Es gab einmal eine Zeit, da wollte Angela Merkel eine ganz andere Politik machen als die Bundesregierung. In der Sache sowieso, aber auch im Stil. Klare Alternativkonzepte gegen rot-grünes Wischiwaschi stellte die Oppositionschefin damals in Aussicht.

Dafür ist sie von ihrer eigenen Partei, aber auch von Teilen der Öffentlichkeit bejubelt, ja gefeiert worden. Das war vor noch nicht einmal einem Jahr. Inzwischen hat sich die Union anders besonnen: Sie lernt lieber von Schröder, Fischer und Müntefering, als diese zu konterkarieren.

Der Grundsatzkompromiss der Union

Das, was jetzt von der CDU als Grundsatzkompromiss mit der CSU in der Gesundheitspolitik verkündet wird, ist für den Normalmenschen schwer verständlich und unterscheidet sich insofern vom rot-grünen Projekt einer Bürgerversicherung, das auf den ersten Blick recht eingängig wirkt.

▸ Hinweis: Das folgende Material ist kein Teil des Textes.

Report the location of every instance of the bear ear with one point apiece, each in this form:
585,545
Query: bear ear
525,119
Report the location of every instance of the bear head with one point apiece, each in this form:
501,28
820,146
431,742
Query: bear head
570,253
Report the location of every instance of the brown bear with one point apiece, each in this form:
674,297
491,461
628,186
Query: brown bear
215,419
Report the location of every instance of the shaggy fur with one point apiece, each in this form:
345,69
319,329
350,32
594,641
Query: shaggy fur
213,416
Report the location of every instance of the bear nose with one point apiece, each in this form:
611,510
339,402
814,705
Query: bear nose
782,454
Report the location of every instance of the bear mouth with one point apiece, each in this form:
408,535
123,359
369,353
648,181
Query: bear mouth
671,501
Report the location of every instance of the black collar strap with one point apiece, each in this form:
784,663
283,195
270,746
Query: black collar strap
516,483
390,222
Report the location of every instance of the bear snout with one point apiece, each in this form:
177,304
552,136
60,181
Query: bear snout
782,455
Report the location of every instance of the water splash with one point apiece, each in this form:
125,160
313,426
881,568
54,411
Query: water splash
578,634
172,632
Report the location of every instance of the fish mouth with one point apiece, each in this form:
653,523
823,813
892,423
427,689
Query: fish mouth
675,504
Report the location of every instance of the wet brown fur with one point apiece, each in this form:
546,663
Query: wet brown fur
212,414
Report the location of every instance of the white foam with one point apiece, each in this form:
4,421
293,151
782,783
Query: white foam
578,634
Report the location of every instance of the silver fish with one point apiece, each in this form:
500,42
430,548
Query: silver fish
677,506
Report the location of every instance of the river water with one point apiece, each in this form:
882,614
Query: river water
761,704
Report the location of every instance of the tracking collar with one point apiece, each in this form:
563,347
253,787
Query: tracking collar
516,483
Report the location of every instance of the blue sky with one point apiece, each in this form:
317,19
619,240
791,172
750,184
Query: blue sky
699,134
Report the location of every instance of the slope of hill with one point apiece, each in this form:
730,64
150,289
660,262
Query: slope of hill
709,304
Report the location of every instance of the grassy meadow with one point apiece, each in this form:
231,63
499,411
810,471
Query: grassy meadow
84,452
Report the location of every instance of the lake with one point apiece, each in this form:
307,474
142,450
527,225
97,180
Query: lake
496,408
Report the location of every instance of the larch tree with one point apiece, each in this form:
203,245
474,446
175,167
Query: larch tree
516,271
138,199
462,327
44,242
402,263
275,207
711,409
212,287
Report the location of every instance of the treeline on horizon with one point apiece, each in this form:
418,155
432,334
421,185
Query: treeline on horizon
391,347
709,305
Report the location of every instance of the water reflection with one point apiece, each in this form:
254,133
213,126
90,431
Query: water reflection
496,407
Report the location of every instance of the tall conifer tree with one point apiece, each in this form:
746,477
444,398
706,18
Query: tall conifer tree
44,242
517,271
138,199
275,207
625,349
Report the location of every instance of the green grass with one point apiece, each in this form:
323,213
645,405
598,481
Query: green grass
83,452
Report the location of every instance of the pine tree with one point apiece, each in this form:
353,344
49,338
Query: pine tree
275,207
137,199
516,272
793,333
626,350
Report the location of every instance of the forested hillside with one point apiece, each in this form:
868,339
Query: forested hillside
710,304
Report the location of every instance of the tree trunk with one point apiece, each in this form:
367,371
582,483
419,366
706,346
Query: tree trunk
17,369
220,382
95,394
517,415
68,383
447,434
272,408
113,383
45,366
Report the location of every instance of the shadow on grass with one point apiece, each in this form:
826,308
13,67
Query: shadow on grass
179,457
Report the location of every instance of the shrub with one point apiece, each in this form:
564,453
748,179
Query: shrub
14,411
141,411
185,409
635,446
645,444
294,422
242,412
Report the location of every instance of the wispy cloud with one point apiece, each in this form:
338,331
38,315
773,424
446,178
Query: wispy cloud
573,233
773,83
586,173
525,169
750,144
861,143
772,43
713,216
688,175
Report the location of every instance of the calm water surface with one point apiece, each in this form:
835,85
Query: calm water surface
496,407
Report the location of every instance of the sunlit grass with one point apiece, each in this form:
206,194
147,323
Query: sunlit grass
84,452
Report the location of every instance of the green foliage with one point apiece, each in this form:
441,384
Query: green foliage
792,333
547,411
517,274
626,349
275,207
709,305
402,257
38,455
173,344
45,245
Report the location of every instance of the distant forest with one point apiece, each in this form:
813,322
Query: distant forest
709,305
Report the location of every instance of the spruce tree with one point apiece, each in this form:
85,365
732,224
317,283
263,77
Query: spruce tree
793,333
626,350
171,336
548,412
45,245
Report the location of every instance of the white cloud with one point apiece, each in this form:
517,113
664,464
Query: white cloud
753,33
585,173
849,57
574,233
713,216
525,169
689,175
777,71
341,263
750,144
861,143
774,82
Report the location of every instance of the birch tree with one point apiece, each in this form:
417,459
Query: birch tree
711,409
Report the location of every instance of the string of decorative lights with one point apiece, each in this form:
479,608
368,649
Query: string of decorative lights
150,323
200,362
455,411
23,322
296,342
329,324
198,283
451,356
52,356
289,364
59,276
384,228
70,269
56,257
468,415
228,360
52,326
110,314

Gemeinsam ist beiden Projekten allerdings, dass die Finanzierung, mithin das zentrale Element eines Systemwechsels, vage bleibt, äußerst vage sogar. Der Kompromiss entspricht in wichtigen Punkten nicht mehr dem Beschluss des CDU-Bundesparteitages von Leipzig, den die Christdemokraten gegen alle Fragen und Einwände der Schwesterpartei und der Experten fast ein Jahr lang erbittert als perfekte Lösung für die Sicherung des Gesundheitssystems verteidigt haben.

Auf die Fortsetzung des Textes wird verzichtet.